The typical workflow with a branch tracking version control strategy includes:

  1. Bumping the version number as appropriate.
  2. Making changes to a cookbook.
  3. Uploading and testing a cookbook.
  4. Moving a tested cookbook to production.

For example, to bump a version number, first make changes to the cookbook, and then upload and test it. Repeat this process as required, and then upload it using a Knife command similar to:

$ knife cookbook upload my-app

When the cookbook is finished, move those changes to the production environment and use the --freeze option to prevent others from making further changes:

$ knife cookbook upload  my-app -E production --freeze

Maximum Versions

Using a maximum version control strategy is required when everything needs to be tracked in source control. This approach is very similar to a branch tracking strategy while the cookbook is in development and being tested, but is more complicated and time-consuming (and requires file-level editing for environment data) in order to get the cookbook deployed to a production environment.

The typical workflow with a maximum version control strategy includes:

  1. Bumping the version number as appropriate.
  2. Making changes to a cookbook.
  3. Uploading and testing a cookbook.
  4. Moving a tested cookbook to production.

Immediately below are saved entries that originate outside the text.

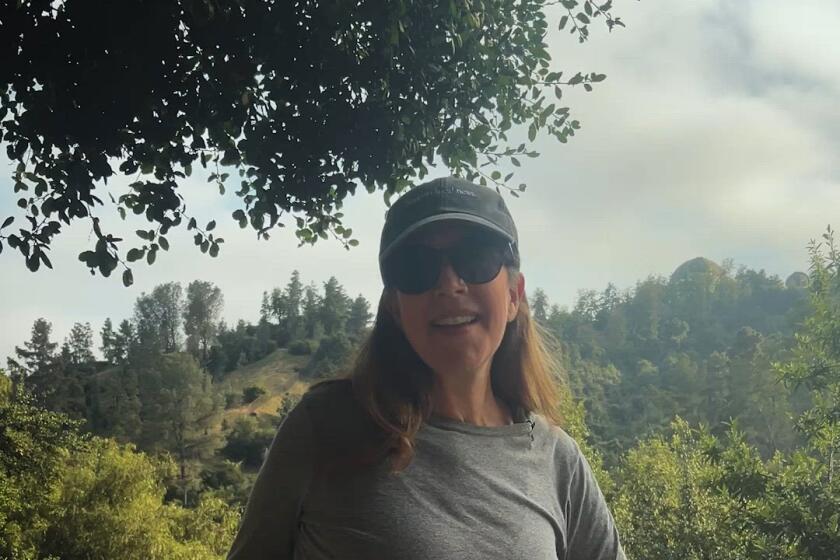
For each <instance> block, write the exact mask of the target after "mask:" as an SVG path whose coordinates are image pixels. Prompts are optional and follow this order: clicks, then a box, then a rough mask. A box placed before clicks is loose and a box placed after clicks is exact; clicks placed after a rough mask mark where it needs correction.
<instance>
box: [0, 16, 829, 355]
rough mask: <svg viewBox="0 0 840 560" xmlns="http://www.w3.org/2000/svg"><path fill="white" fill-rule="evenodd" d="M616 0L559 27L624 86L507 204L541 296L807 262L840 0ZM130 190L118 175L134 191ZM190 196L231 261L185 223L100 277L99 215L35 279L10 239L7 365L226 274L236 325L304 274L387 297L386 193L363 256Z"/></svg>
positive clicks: (557, 37)
mask: <svg viewBox="0 0 840 560" xmlns="http://www.w3.org/2000/svg"><path fill="white" fill-rule="evenodd" d="M615 4H616V12H617V13H618V15H620V16H621V17H622V19H623V20H624V21H625V22H626V24H627V28H626V29H619V30H617V31H615V32H613V33H612V34H609V33H607V32H606V30H601V29H600V28H599V27H598V26H595V27H594V28H593V30H592V37H591V40H590V41H589V42H588V43H586V44H583V45H579V44H578V43H577V42H576V41H575V40H573V39H572V38H571V37H569V36H568V35H565V34H559V33H557V34H554V35H552V36H550V37H549V41H550V44H551V52H552V56H553V57H554V59H555V61H556V62H557V66H558V67H559V68H560V69H562V70H566V71H577V70H582V71H597V72H602V73H605V74H607V75H608V79H607V80H606V81H605V82H603V83H601V84H598V86H597V87H596V88H595V91H593V92H592V93H588V94H585V93H584V92H583V91H580V92H569V94H568V95H567V97H565V99H567V100H568V101H569V104H570V105H571V106H572V109H573V111H574V112H575V116H576V118H579V119H580V120H581V121H582V123H583V129H582V130H581V131H580V132H579V134H578V135H577V136H576V137H575V138H574V139H573V141H572V142H571V143H569V144H567V145H561V144H558V143H556V142H555V141H553V140H551V139H548V138H541V139H538V140H537V144H538V149H539V150H540V151H541V152H542V156H541V157H540V158H539V159H536V160H527V161H526V162H523V168H522V169H521V170H520V172H519V173H520V174H519V176H520V177H521V179H522V180H524V181H526V182H527V183H528V184H529V190H528V191H527V193H526V194H525V196H523V197H522V198H520V199H518V200H517V199H509V206H510V208H511V211H512V212H513V214H514V217H515V219H516V220H517V224H518V227H519V230H520V237H521V247H522V255H523V271H524V273H525V275H526V278H527V284H528V287H529V291H530V290H531V289H533V288H535V287H542V288H543V289H545V290H546V292H547V293H548V295H549V298H550V299H551V301H552V302H554V303H558V304H560V305H567V306H568V305H572V304H573V302H574V300H575V297H576V294H577V292H578V290H581V289H589V288H594V289H602V288H603V287H604V286H605V285H606V284H607V282H613V283H615V284H616V285H617V286H619V287H620V288H630V287H632V286H633V285H634V284H635V282H636V281H637V280H640V279H643V278H645V277H646V276H648V275H650V274H658V275H668V274H670V273H671V272H672V271H673V269H674V268H676V267H677V266H678V265H679V264H680V263H681V262H683V261H685V260H687V259H690V258H693V257H696V256H705V257H707V258H710V259H713V260H716V261H718V262H719V261H721V260H723V259H725V258H731V259H733V260H734V261H735V263H736V264H738V265H744V266H747V267H750V268H754V269H765V270H766V271H768V272H769V273H772V274H777V275H779V276H781V277H782V278H784V277H786V276H787V275H788V274H789V273H791V272H793V271H795V270H805V269H806V267H807V255H806V251H805V247H806V245H807V243H808V241H809V240H810V239H812V238H816V237H819V235H820V234H821V233H822V232H823V231H824V230H825V227H826V225H828V224H832V225H833V226H838V225H840V223H838V222H840V220H838V217H840V212H839V211H840V160H838V158H837V157H835V154H837V153H840V105H838V103H837V99H838V96H840V35H838V33H837V30H838V29H840V3H838V2H837V1H836V0H799V1H797V2H792V1H790V0H761V1H758V0H682V1H674V0H643V1H642V2H636V1H630V0H619V1H616V2H615ZM558 17H559V16H558ZM555 19H556V18H555ZM3 152H5V150H3ZM12 170H13V169H12V167H11V166H9V164H8V161H6V160H0V218H2V217H5V216H6V215H10V214H13V213H15V210H16V206H15V204H14V201H15V197H14V195H13V193H12V188H11V187H12V184H11V182H10V180H9V176H10V175H11V173H12ZM443 174H445V171H444V170H438V172H437V175H443ZM124 185H125V182H122V183H120V182H112V183H111V184H110V185H109V186H110V188H111V189H112V192H114V193H115V194H119V193H120V192H121V187H123V188H124ZM184 189H185V191H186V192H185V196H186V198H187V200H188V202H189V203H190V204H191V211H192V212H193V213H194V214H196V215H198V216H204V217H205V218H206V219H207V220H210V219H213V218H216V219H217V220H218V221H219V226H217V233H218V235H219V236H221V237H224V238H225V240H226V242H225V245H224V247H223V250H222V252H221V254H220V256H219V258H217V259H212V258H210V257H208V256H206V255H202V254H201V253H200V252H199V251H197V250H196V248H195V247H194V245H193V244H192V239H191V236H190V235H188V234H187V233H186V232H181V233H180V234H174V233H171V234H170V235H169V236H168V237H169V239H170V242H171V244H172V249H171V250H170V251H169V252H168V253H164V252H161V253H159V254H158V259H157V262H156V263H155V265H154V266H152V267H146V266H145V265H138V266H135V267H134V277H135V284H134V285H133V286H132V287H131V288H124V287H123V286H122V284H121V282H120V279H119V275H115V276H114V277H112V278H108V279H106V278H102V277H100V276H98V275H97V276H95V277H94V276H91V275H90V274H89V273H88V272H87V269H86V267H85V266H84V265H83V264H82V263H80V262H79V261H78V260H77V258H76V255H77V254H78V253H79V252H80V251H82V250H84V248H86V247H87V246H88V245H92V243H93V241H92V239H94V236H93V233H92V232H91V231H90V230H89V226H88V225H87V224H79V225H77V226H74V227H71V228H69V229H66V230H65V231H64V232H63V234H62V235H61V236H60V237H59V239H57V240H56V241H55V242H54V243H53V249H52V253H51V260H52V263H53V266H54V269H53V270H48V269H42V270H41V271H39V272H37V273H35V274H33V273H30V272H29V271H28V270H27V269H26V268H25V266H24V263H23V260H22V259H21V258H20V256H19V254H16V253H13V252H12V251H9V250H8V249H7V250H4V251H3V253H2V254H0V270H1V271H2V273H0V293H2V294H4V296H3V297H4V302H3V305H2V308H1V309H0V360H2V361H1V362H0V367H2V365H4V363H5V360H4V359H3V358H4V357H5V356H6V355H12V354H13V348H14V346H15V345H21V344H22V343H23V341H24V340H26V339H28V337H29V331H30V329H31V326H32V323H33V322H34V321H35V319H37V318H38V317H45V318H46V319H48V320H49V321H51V322H52V324H53V333H54V336H53V339H54V340H58V341H61V340H63V338H64V336H65V335H66V334H67V332H68V331H69V330H70V327H71V326H72V325H73V323H74V322H77V321H79V322H85V321H88V322H90V323H91V325H92V326H93V327H94V330H95V331H98V330H99V328H100V327H101V325H102V322H103V321H104V319H105V318H106V317H111V319H112V320H113V321H114V322H115V323H116V322H119V321H120V320H122V319H124V318H128V317H130V316H131V313H132V307H133V303H134V300H135V299H136V298H137V296H138V295H140V293H141V292H144V291H146V292H148V291H150V290H151V289H152V288H153V287H154V286H155V285H157V284H159V283H163V282H168V281H179V282H181V283H182V284H183V285H184V286H186V284H187V283H189V282H190V281H192V280H194V279H203V280H209V281H212V282H214V283H216V284H217V285H218V286H219V287H220V288H221V289H222V291H223V293H224V297H225V311H224V316H225V318H226V320H227V321H228V322H229V323H231V322H235V321H236V320H238V319H240V318H243V319H246V320H251V321H253V320H255V319H257V317H258V312H259V305H260V299H261V294H262V292H263V291H265V290H270V289H271V288H272V287H275V286H282V285H284V284H285V283H286V281H287V279H288V277H289V274H290V273H291V271H292V270H294V269H298V270H300V272H301V275H302V277H303V280H304V281H305V282H310V281H313V282H316V283H319V284H320V283H321V282H323V281H324V280H326V279H327V278H328V277H329V276H330V275H336V276H338V278H339V280H340V281H341V282H342V284H344V286H345V287H346V288H347V290H348V292H349V293H350V294H351V295H356V294H359V293H361V294H363V295H365V296H366V297H367V298H368V299H370V300H372V301H375V300H376V298H377V297H378V291H379V277H378V272H377V268H376V247H377V242H378V235H379V229H380V228H381V225H382V220H383V216H384V209H385V207H384V204H383V202H382V199H381V195H378V194H377V195H367V194H363V195H360V196H358V197H357V198H356V199H354V200H352V201H351V202H350V203H349V204H347V205H345V208H346V210H345V216H346V221H347V225H348V226H350V227H352V228H353V230H354V232H355V233H356V236H357V237H358V238H359V240H360V241H361V245H360V246H359V247H358V248H356V249H354V250H352V251H350V252H347V251H345V250H344V249H342V248H341V247H339V246H337V245H336V244H334V243H329V242H323V243H319V244H318V245H316V246H315V247H305V248H298V247H297V244H296V242H295V239H294V236H293V235H292V234H291V232H282V231H278V232H276V233H275V234H274V235H273V236H272V238H271V240H270V241H257V240H256V239H255V234H254V233H253V232H251V231H250V230H240V229H239V228H238V226H237V225H236V223H235V222H233V220H232V219H230V218H229V216H230V212H231V211H232V210H233V209H234V208H236V202H237V199H236V198H235V197H234V196H233V195H232V193H231V192H230V191H232V190H234V189H229V194H228V196H226V197H224V198H222V197H219V196H218V193H217V192H216V191H215V190H214V188H213V187H212V186H210V185H208V184H207V183H205V182H204V181H203V180H201V179H196V180H194V181H193V182H191V183H188V184H186V185H185V186H184ZM107 214H108V212H105V211H102V212H100V215H102V216H103V222H104V225H105V228H106V229H108V231H112V232H116V233H121V234H124V235H125V236H126V237H128V236H130V235H133V234H132V233H131V232H133V231H134V230H135V229H137V228H140V227H147V226H144V224H143V222H140V221H134V222H132V221H131V218H129V221H128V222H125V223H122V222H120V221H119V220H118V219H116V220H114V219H113V218H112V217H109V216H107ZM97 344H98V338H97Z"/></svg>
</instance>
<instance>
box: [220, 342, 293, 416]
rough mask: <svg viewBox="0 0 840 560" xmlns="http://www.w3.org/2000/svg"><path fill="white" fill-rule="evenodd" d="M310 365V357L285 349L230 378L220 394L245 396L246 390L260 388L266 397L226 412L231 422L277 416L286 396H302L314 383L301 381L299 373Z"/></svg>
mask: <svg viewBox="0 0 840 560" xmlns="http://www.w3.org/2000/svg"><path fill="white" fill-rule="evenodd" d="M307 361H309V356H293V355H291V354H289V353H288V351H287V350H286V349H285V348H281V349H278V350H275V351H274V352H272V353H271V354H269V355H268V356H266V357H264V358H262V359H261V360H258V361H256V362H254V363H252V364H248V365H246V366H243V367H241V368H239V369H236V370H234V371H232V372H230V373H229V374H227V375H226V376H225V378H224V380H223V381H221V382H220V383H219V391H220V392H221V393H222V394H223V395H225V394H227V393H235V394H237V395H240V396H241V395H242V391H243V390H244V389H245V388H246V387H251V386H256V387H261V388H262V389H264V390H265V394H264V395H261V396H260V397H258V398H257V399H256V400H255V401H253V402H251V403H247V404H242V405H240V406H236V407H233V408H229V409H227V410H225V411H224V415H223V418H224V419H226V420H227V421H228V422H230V421H231V420H233V419H234V418H236V417H238V416H242V415H244V414H258V415H261V414H271V415H274V414H277V409H278V408H279V407H280V405H281V404H282V402H283V399H284V398H285V397H284V395H285V394H287V393H288V394H291V395H295V396H300V395H302V394H303V393H304V392H305V391H306V389H307V388H308V387H309V384H310V381H308V380H301V379H300V376H299V375H298V371H299V370H300V369H301V368H302V367H303V366H304V365H306V363H307Z"/></svg>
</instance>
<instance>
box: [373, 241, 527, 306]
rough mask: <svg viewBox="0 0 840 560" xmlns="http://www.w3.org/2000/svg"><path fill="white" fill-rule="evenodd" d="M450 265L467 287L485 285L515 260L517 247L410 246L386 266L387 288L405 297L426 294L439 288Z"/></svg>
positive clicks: (393, 258)
mask: <svg viewBox="0 0 840 560" xmlns="http://www.w3.org/2000/svg"><path fill="white" fill-rule="evenodd" d="M446 262H448V263H449V264H450V265H451V266H452V269H453V270H454V271H455V274H457V275H458V277H459V278H461V279H462V280H463V281H464V282H466V283H467V284H485V283H487V282H489V281H491V280H493V279H494V278H495V277H496V276H497V275H498V274H499V271H500V270H501V268H502V265H505V264H506V265H511V264H514V262H515V259H514V250H513V247H512V246H511V244H510V243H507V242H504V241H499V242H495V241H494V242H488V241H487V240H465V241H462V242H461V243H458V244H457V245H455V246H453V247H449V248H446V249H435V248H434V247H428V246H426V245H406V246H404V247H400V248H399V249H397V251H396V252H395V253H394V254H393V255H391V256H390V257H388V259H387V260H386V261H385V263H384V266H383V272H384V277H385V283H386V286H388V287H393V288H396V289H397V290H399V291H401V292H402V293H404V294H422V293H423V292H426V291H428V290H431V289H432V288H434V287H435V286H436V285H437V283H438V279H439V278H440V273H441V270H442V269H443V265H444V263H446Z"/></svg>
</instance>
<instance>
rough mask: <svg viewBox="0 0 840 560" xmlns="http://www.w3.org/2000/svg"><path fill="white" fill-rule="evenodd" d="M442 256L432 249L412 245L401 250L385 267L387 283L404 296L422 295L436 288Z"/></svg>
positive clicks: (387, 262)
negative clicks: (411, 295)
mask: <svg viewBox="0 0 840 560" xmlns="http://www.w3.org/2000/svg"><path fill="white" fill-rule="evenodd" d="M440 265H441V255H440V253H439V252H438V251H436V250H435V249H432V248H431V247H424V246H421V245H410V246H407V247H404V248H402V249H400V250H399V251H398V252H396V253H395V254H394V255H393V256H391V258H389V259H388V261H387V262H386V265H385V273H386V279H387V281H388V282H389V283H390V284H391V285H393V286H394V287H395V288H396V289H398V290H399V291H401V292H402V293H404V294H421V293H423V292H425V291H427V290H430V289H432V288H434V286H435V284H437V280H438V277H440Z"/></svg>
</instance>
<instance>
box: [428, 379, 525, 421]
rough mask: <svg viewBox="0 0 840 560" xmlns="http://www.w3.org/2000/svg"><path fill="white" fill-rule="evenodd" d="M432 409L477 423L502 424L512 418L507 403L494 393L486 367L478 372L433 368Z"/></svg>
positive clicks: (439, 413) (461, 418)
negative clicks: (502, 400)
mask: <svg viewBox="0 0 840 560" xmlns="http://www.w3.org/2000/svg"><path fill="white" fill-rule="evenodd" d="M432 411H433V412H434V413H435V414H438V415H439V416H443V417H446V418H451V419H453V420H457V421H459V422H466V423H468V424H474V425H476V426H505V425H507V424H510V423H511V422H512V421H513V419H512V418H511V414H510V412H509V411H508V407H507V406H505V404H504V403H502V402H501V401H500V400H499V399H497V398H496V396H495V395H494V394H493V387H492V384H491V383H490V368H489V367H487V368H486V370H482V371H480V372H469V373H466V372H461V373H455V372H448V373H446V374H439V373H437V372H435V384H434V387H433V388H432Z"/></svg>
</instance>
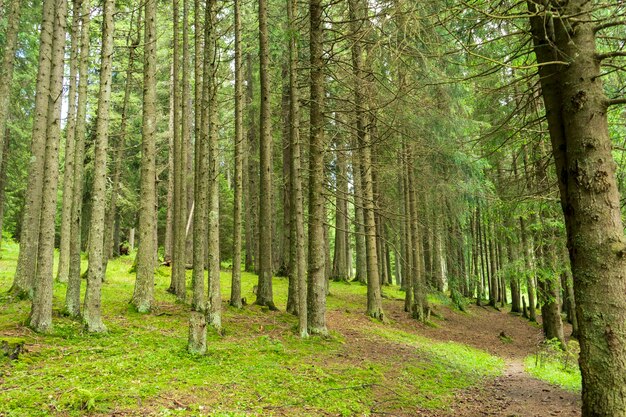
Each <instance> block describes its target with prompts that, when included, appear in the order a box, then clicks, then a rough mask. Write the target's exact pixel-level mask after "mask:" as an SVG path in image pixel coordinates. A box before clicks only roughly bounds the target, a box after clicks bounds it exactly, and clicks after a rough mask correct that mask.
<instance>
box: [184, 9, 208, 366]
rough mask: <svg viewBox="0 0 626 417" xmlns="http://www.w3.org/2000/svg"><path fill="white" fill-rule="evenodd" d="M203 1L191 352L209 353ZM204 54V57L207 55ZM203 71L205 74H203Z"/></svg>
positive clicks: (197, 103)
mask: <svg viewBox="0 0 626 417" xmlns="http://www.w3.org/2000/svg"><path fill="white" fill-rule="evenodd" d="M201 14H202V9H201V7H200V0H195V2H194V16H195V17H194V20H195V23H194V26H195V59H196V61H195V117H196V123H195V128H196V141H195V152H194V153H195V170H194V205H193V208H192V212H193V213H195V215H194V216H193V260H192V262H193V272H192V284H193V298H192V300H191V316H190V319H189V340H188V347H187V348H188V350H189V351H190V352H191V353H196V354H204V353H206V338H207V331H206V326H207V322H206V307H207V306H206V295H205V292H204V264H205V261H206V256H205V250H206V240H207V227H206V222H207V215H206V213H207V206H208V202H207V194H208V189H207V186H208V166H207V165H208V161H207V158H208V153H209V151H208V140H207V138H206V129H207V123H206V122H207V120H206V119H207V113H206V106H204V99H205V91H206V89H205V87H204V84H203V82H202V78H203V77H204V78H206V77H207V76H208V68H206V67H203V65H204V64H203V63H204V62H205V61H206V60H207V58H206V56H204V55H208V48H207V49H205V50H204V55H203V54H202V33H203V31H202V30H201V24H200V18H201ZM203 56H204V58H203ZM201 74H202V75H201Z"/></svg>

For example, to bump a version number, first make changes to the cookbook, and then upload and test it. Repeat this process as required, and then upload it using a Knife command similar to:

$ knife cookbook upload my-app

When the cookbook is finished, move those changes to the production environment and use the --freeze option to prevent others from making further changes:

$ knife cookbook upload  my-app -E production --freeze

Then modify the environment so that it prefers the newly uploaded version:

(vim|emacs|mate|ed) YOUR_REPO/environments/production.rb

Upload the updated environment:

$ knife environment from file production.rb

And then deploy the new cookbook version.